The Nifty 50 index closed 2.12% lower at 25,250.1 points, while the S&P BSE Sensex shed 2.1% to 82,497.1. The benchmarks posted their worst session since early August.

Asian peers outside Japan dipped 1.25% as Middle East tensions curbed risk sentiment after Iran fired ballistic missiles at Israel earlier this week, stoking worries that crude supplies from the world’s biggest producing region may be disrupted.

“The Middle East tensions have made investors very nervous, with the rhetoric from both Israel and Iran spurring worries of further escalation, which is triggering risk aversion and profit booking,” said Saurabh Jain, assistant vice president of research of retail equities at SMC Global Securities.

A jump in oil prices on the day triggered declines in domestic paintmakers, tyre-makers and oil refiners, which count crude or crude-linked products as their raw materials.

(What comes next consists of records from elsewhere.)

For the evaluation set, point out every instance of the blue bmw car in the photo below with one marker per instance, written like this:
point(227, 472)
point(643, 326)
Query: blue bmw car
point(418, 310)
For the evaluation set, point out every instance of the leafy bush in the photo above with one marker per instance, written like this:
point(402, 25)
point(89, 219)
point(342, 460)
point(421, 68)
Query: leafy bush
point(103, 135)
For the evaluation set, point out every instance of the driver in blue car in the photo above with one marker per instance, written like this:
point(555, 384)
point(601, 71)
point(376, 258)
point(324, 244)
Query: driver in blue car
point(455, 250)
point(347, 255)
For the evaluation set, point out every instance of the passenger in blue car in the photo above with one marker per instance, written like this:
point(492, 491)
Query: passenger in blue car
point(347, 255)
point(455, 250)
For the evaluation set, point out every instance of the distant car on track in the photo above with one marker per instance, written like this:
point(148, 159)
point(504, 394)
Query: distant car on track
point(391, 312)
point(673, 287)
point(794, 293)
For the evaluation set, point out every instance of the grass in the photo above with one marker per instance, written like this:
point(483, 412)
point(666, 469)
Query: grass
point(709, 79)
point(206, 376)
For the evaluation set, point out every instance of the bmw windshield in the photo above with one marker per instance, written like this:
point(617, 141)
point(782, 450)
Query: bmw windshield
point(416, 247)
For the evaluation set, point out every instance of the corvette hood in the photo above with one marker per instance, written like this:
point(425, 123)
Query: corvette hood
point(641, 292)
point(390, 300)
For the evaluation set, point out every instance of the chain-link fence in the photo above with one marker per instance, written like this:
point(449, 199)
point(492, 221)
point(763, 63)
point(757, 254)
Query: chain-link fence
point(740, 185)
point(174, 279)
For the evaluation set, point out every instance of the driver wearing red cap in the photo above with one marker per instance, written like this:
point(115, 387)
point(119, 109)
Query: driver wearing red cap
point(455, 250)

Indian shares end flat as IT offsets energy losses

Foreign outflows from India to China could also intensify in the near term due to China’s recent announcement of stimulus measures to boost its economy, adding to the pressure on domestic equities, analysts said.

Jefferies has increased its weightage of China in its Asia Pacific ex-Japan portfolio, trimming its weightage of India. HSBC has also upgraded China stocks to “overweight” from “neutral” after the stimulus measures.

On the day, only two of the Nifty 50 constituents settled higher while all the 13 major sectoral indexes declined.

Realty and auto fell 4.4% and 2.9%, while high-weightage financials dropped 2.4%.

Among individual stocks, consumer goods firm Dabur lost 6.3% after it forecast its first quarterly revenue decline since 2020.

The broader, more domestically-focused small- and mid-caps lost about 2% each.

About 76% of the total 2,912 shares trading on NSE declined, as the market breadth turned in favour of the bears.